Montalbano querría decirles que, tal como están las cosas, sería mejor que no se molestaran ni en extraerle la bala. Que lo dejen morir en paz. Pero, maldita sea, no ha pensado en hacer testamento. La casa de Marinella, por ejemplo, tiene que ir aparar a Livia, antes de que aparezca cualquier primo de cuarto grado a reclamarla.

Pues sí, porque desde hace unos años la casa de Marinella es suya. Creía que jamás conseguiría comprarla, pues era demasiado cara y su sueldo no le permitía ahorrar mucho. Pero un día el socio de su padre le escribió diciéndole que estaba dispuesto a liquidar la parte que le correspondía a su padre de la empresa vinícola, una suma considerable. Y de esa manera, no sólo tuvo dinero para comprar la casa, sino que le sobró para ingresar cierta cantidad en el banco. Para la vejez. Y por consiguiente debía hacer testamento, pues sin proponérselo se había convertido en propietario. Sin embargo, cuando salió del hospital no fue al notario. De todos modos, en caso de que finalmente decidiera ir, la casa le correspondería a Livia, eso estaba fuera de duda. A François… a aquel hijo suyo que no era su hijo pero que habría podido serlo, sabía muy bien qué dejarle. Dinero para comprarse un buen coche. Ya veía el rostro indignado de Livia. ¡Pero cómo! ¡Eso es malcriarlo! Sí, señora. A un hijo que no es un hijo pero que habría podido (¿debido?) serlo, hay que malcriarlo mucho más que a un hijo que es un hijo.
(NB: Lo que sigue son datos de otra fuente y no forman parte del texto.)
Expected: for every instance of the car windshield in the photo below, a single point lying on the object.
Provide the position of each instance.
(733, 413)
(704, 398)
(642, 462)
Un argumento un poco cogido por los pelos, cierto, pero argumento al fin. ¿Y a Catarella? Porque estaba claro que Catarella tendría que figurar en su última voluntad. ¿Qué le legaba a él? Libros por supuesto que no. Trató de recordar una vieja canción de soldados, El testamento del capitán o algo así, pero no lo consiguió. ¡El reloj! Ya está, a Catarella le dejaría el reloj de su padre que el socio le había enviado. Así se sentiría como uno de la familia. El reloj, y listo.
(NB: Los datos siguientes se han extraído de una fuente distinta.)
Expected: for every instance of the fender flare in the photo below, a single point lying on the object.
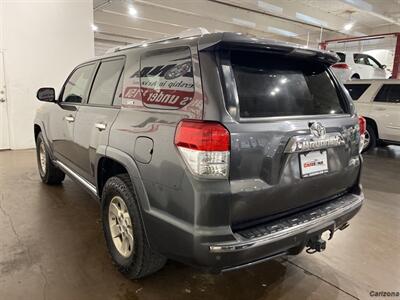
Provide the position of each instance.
(131, 167)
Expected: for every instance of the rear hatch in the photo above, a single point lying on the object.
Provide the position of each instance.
(294, 138)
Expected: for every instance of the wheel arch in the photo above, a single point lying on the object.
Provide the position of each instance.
(115, 162)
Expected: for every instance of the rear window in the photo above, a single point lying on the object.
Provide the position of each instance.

No puede ver el reloj de la sala donde están haciéndole la ecografía cardíaca porque tiene una especie de velo grisáceo delante de los ojos. Los médicos están ocupados contemplando atentamente una especie de televisor; de vez en cuando desplazan un ratón.

Uno de ellos, el que debía operarlo, se llama Strazzera, Amedeo Strazzera. Esta vez del aparato no sale una tirita de papel, sino una serie de fotografías o algo por el estilo. Los dos hombres miran y remiran, y al final suspiran como agotados por una larguísima caminata. Strazzera se acerca a él mientras su compañero se acomoda en una silla, naturalmente blanca, y lo observa muy serio. Después se inclina hacia delante. Montalbano cree que le dirá: «¡Deje de fingir que está vivo! ¡Vergüenza debería darle!»

¿Cómo era aquella poesía?

«El pobre hombre que muerto había seguía combatiendo y no lo sabía.»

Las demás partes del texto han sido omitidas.